In our process, we did this by engaging with employees of the local municipality and assembling ethical experts and people working in the social sector, as well as politicians, to provide inputs on what they thought was important about our process, what things we should consider, and providing a much-needed reflection.
This was an important part of our process, as it showed us that the needs and worries of the local government were different from the needs and worries of, for example, OpenAI.
Representative participant selection
The third sub-process, is representative participant selection, and this can be broken down into two steps: defining a population and then selection, which could be opportunistic, or more rigorous with two step stratified random sampling.

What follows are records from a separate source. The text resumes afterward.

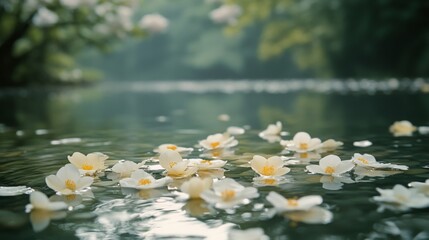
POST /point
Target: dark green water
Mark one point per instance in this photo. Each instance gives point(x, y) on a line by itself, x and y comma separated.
point(41, 127)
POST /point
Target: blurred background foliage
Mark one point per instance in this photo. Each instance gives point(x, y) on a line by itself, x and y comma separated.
point(204, 40)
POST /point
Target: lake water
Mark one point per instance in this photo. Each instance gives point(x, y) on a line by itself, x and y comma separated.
point(41, 127)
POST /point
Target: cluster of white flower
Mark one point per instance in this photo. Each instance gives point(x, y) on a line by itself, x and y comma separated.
point(202, 178)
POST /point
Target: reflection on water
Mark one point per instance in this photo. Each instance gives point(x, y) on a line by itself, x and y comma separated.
point(39, 128)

In the case of running a process for a city, defining the population means defining whether we just mean people who live in the city or also those commute to the city could be the population. If we're talking about a company or an organisation, it might be members or also employees of that organisation.
The selection depends on the size of the population and a legitimacy tradeoff. If the size of the population is large and legitimacy must be high, stratified and randomised participant selection is the gold standard. This process is defined, outlined and delivered by the sortition foundation, where they take a set of potential participants then do two-step stratified selection, where the output is a set of participants that are maximally representative of a given community.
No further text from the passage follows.